きっと、野田さんは「理想を実現するために血を流すのは間違いである」と、この主人公を
通して観客に訴えているのでしょう。だって、彼女は気付いている。
才谷(龍馬)は牢獄に入って、生きて償うことを主人公に薦め、自分が時代を変えたら、
牢獄を開いてやると言うのですが、物語は龍馬暗殺で幕を閉じるので、それがかなわないのが
切なかったです。なんとなくこの二人は淡い恋情をお互いに対して抱いているので、尚更、
切なかったなぁ・・・。
相変わらず考えさせられるお芝居でした。

印象に残っている台詞は、ウロ覚えですが、「彼のいる方角と書いて彼方っていうのよ。
私はあなたのいる彼方を思って待っているわ」「お前は待っているんじゃない。俺が待っている
んだ・・・」辺りの、主人公と才谷の別れの場面での台詞です。野田さんのこういう言葉遊び
が苦手という人もいますが、私は大好きです。胸にズーンと来るものがありました。

しかし、このテーマはドストエフスキーの原作もそうですが、難しいものですよね。
答えは簡単に出せない。理想論では才谷が唱える「無血」いわゆる平和的な革命、変化が
当然望ましい。例えば、インドを独立に導いたガンジーのように、非暴力で革命を行うと
いった精神。これは本当に素晴らしいのですが、それがかなうなら、この世から戦争などは
とうの昔になくなっているわけで・・・。現実、革命に血はツキモノ。
あと、つけ加えるとガンジーがあそこまで頑張れたのは、宗教があったから。
日本人には宗教がないんです。神のために尊い犠牲を払える人なんて、日本人には殆ど
いない筈。そのあたりも、このお芝居にぼんやりと描かれている気がします。

野田さんは「オイル」などでも、反戦をテーマに織り込んだ戯曲を書いていますが、この
「罪と罰」も、近いテーマの作品に感じました。
前作となる「走れメルス」とは重みの違うお芝居で、楽しく観たい人には「走れメルス」の
ような芝居の方が良かったと思うかもしれません。

舞台ですが、今回はコクーンを面白く使っていました。いつもはステージになるところにも
客席を作り、まるで円形劇場のような空間。私のお席は舞台側だったので、舞台から客席は
こう見えるんだ~と入った時に、妙に感動しました。
あと上手いな~と思ったのが、ビニールのぷちぷちシート(保護用のシート)の使い方。
最後は雪に見立てて、シートの中で龍馬暗殺が! 小道具というか椅子がたくさん使われて
いましたが、それも上手なアイデアだな~と感心しました。野田MAPの美術は毎度イイです。
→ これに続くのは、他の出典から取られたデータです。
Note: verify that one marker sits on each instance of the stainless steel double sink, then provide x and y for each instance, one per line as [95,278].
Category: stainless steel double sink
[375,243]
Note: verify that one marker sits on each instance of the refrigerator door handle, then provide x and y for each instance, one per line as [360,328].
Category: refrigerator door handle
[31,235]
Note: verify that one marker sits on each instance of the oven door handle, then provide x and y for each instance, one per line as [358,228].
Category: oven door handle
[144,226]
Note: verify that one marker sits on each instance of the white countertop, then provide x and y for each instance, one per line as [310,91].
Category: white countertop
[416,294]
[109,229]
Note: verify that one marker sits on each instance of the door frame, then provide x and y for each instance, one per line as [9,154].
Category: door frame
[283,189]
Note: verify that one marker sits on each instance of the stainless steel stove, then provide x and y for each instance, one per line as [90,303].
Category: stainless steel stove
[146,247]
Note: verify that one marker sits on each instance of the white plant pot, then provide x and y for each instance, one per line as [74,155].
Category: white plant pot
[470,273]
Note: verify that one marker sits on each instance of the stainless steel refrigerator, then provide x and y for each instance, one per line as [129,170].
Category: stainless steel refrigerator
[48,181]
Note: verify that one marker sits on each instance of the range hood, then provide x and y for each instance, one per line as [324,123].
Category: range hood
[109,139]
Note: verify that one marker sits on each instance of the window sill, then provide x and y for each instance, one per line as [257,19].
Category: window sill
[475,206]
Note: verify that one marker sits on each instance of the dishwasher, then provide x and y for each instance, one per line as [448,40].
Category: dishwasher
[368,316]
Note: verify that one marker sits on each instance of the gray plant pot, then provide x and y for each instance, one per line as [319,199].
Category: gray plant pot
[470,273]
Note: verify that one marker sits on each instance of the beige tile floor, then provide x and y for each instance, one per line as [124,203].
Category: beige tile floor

役者さん! 主演の松たか子さんがすごく良かった。緊張感がひしひし伝わってきましたよ。
大熱演。上に書いた「私は正しい」と慟哭する場面はほんとうに圧倒されました。松さんは
ドラマよりも舞台の方が輝いています。
あと、私の大好きな古田新太兄さん。カッコイイ! デブなのに、あの顔なのに(笑)、舞台
の上では、男前すぎます。新太兄さんの龍馬、超イイです。私は坂本龍馬はあまり好きでは
ないのですが、新太兄さんの龍馬にはまた惚れてしまいました。
野田さんも面白かったです。最後、大政奉還で公家のような格好(注*公家みたいですが、
一橋慶喜公)で出てくるのですが、笑う場面じゃないのに吹きそうになった。相変わらず
お元気で、よく動きます。50歳なのにな~。勘三郎さんといいスゴイ!

長くなりましたが、「贋作*罪と罰」面白かったです。
今年最後の観劇になりましたが、この芝居を選んで正解でした。2005年を締めくくって
もらった気分です。できれば、もう一度観たいな~。